Afrique: Paix et sécurité en Afrique et dans le monde - Les enseignements du 8ème Forum de Dakar

6 Novembre 2022

Repenser les relations internationales avec une Afrique épanouie, profitant pleinement de ses potentialités, écoutée, venant les mains pleines de promesses autour du banquet des idées qui font le monde par des actions positives et concertées, constitue un enjeu fondamental de progrès, de liberté et de souveraineté pour ce 21ème siècle qui bouscule toutes les certitudes.

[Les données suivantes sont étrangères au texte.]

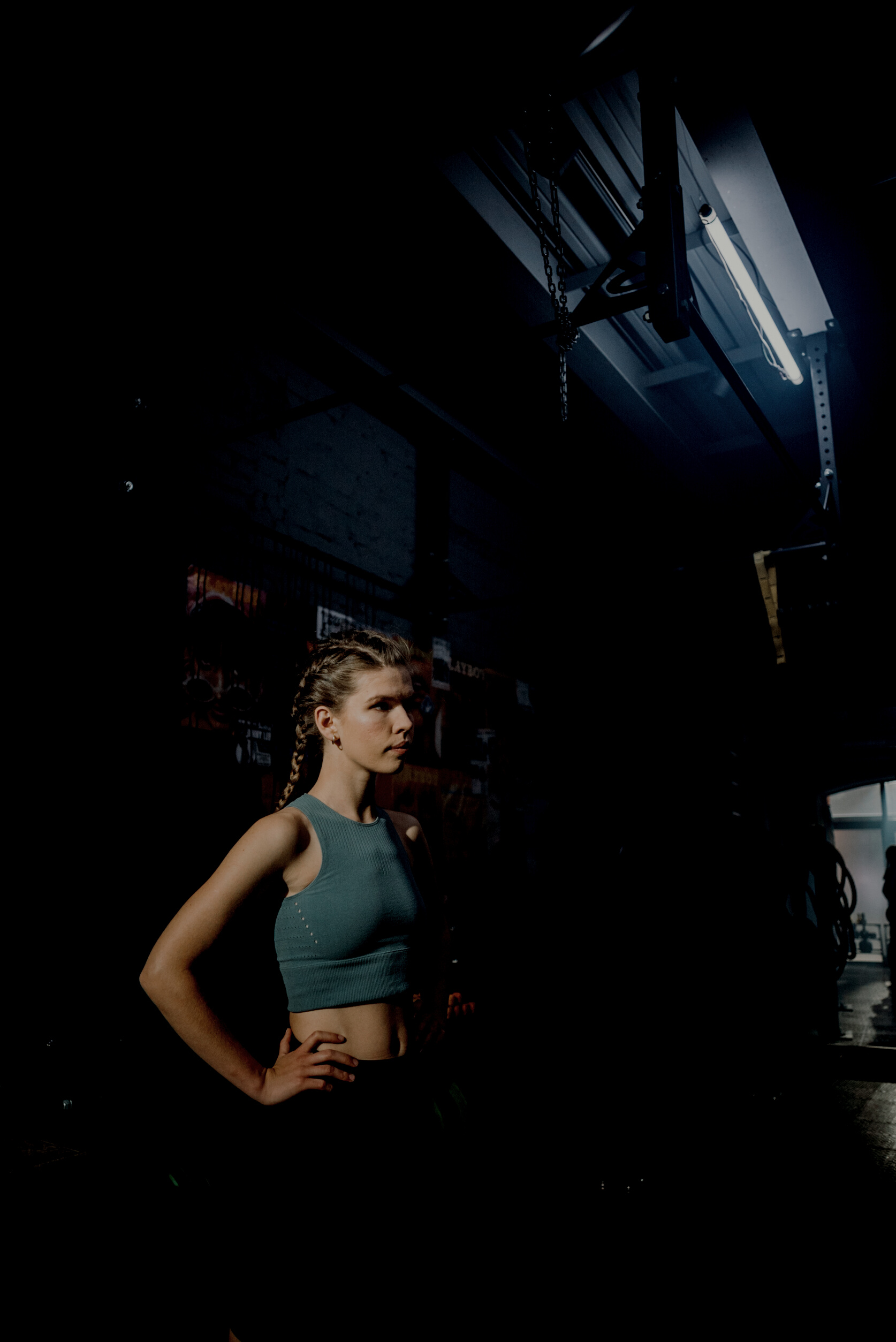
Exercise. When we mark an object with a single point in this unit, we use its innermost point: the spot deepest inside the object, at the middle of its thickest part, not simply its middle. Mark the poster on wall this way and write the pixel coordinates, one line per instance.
(332, 621)
(441, 665)
(224, 681)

Le Forum de Dakar a démontré toute son utilité en mettant sur la table des questions qui fâchent parfois, mais dont l'Histoire nous oblige de répondre et d'y répondre de manière urgente !

La 8ème édition du Forum international de Dakar sur la Paix et la Sécurité (24 et 25 octobre 2022), en invitant à réfléchir, de manière informelle et libre, sur la grande thématique : " L'Afrique à l'épreuve des chocs exogènes : défis de stabilité et de souveraineté ", suggère, comme l'a rappelé le Président Macky Sall, à l'ouverture, " de regarder la réalité du continent en face : expansion du terrorisme, conflits intra et inter-étatiques, recrudescence des coups d'État, ingérence politico-militaire étrangère, effets combinés du changement climatique, de la pandémie de la Covid-19 et de la guerre en Ukraine ".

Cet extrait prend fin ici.